Emerging in recent years, residential proxies (RESIPs) feature multiple unique characteristics when compared with traditional network proxies (e.g., commercial VPNs), particularly, the deployment in residential networks rather than data center networks, the worldwide distribution in tens of thousands of cities and ISPs, and the large scale of millions of exit nodes. All these factors allow RESIP users to effectively masquerade their traffic flows as ones from authentic residential users, which leads to the increasing adoption of RESIP services, especially in malicious online activities. However, regarding the (malicious) usage of RESIPs (i.e., what traffic is relayed by RESIPs), current understanding turns out to be insufficient. Particularly, previous works on RESIP traffic studied only the maliciousness of web traffic destinations and the suspicious patterns of visiting popular websites. Also, a general methodology is missing regarding capturing large-scale RESIP traffic and analyzing RESIP traffic for security risks. Furthermore, considering many RESIP nodes are found to be located in corporate networks and are deployed without proper authorization from device owners or network administrators, it is becoming increasingly necessary to detect and block RESIP traffic flows, which unfortunately is impeded by the scarcity of realistic RESIP traffic datasets and effective detection methodologies. To fill in these gaps, multiple novel tools have been designed and implemented in this study, which include a general framework to deploy RESIP nodes and collect RESIP traffic in a distributed manner, a RESIP traffic analyzer to efficiently process RESIP traffic logs and surface out suspicious traffic flows, and multiple machine learning based RESIP traffic classifiers to timely and accurately detect whether a given traffic flow is RESIP traffic or not.
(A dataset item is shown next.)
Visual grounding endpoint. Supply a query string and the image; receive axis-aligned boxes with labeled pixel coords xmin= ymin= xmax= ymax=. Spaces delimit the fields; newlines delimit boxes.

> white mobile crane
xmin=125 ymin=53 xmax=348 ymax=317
翻译：近年来涌现的住宅代理（RESIP）相较于传统网络代理（例如商业VPN）呈现多项独特特征，尤其体现在：部署于住宅网络而非数据中心网络、分布于全球数万个城市及互联网服务提供商、以及具备百万级出口节点的大规模特性。这些因素使RESIP用户能有效将其流量伪装为真实住宅用户流量，导致RESIP服务（尤其在恶意网络活动中）的采用率持续攀升。然而，当前对RESIP（恶意）使用行为（即通过RESIP转发的流量类型）的理解仍显不足。具体而言，现有关于RESIP流量的研究仅涉及网络流量目的地的恶意性及访问热门网站的异常模式，且缺乏捕获大规模RESIP流量、分析其安全风险的通用方法论。此外，鉴于大量RESIP节点被发现位于企业网络并在未获设备所有者或网络管理员授权的情况下部署，检测与阻断RESIP流量流的需求日益迫切——但实际RESIP流量数据集的稀缺性与有效检测方法的缺失阻碍了这一进程。为填补上述空白，本研究设计并实现了多项创新工具，包括：用于分布式部署RESIP节点并收集其流量的通用框架、可高效处理RESIP流量日志并标记可疑流量流的RESIP流量分析器，以及基于机器学习的多类RESIP流量分类器——可及时准确判定给定流量流是否为RESIP流量。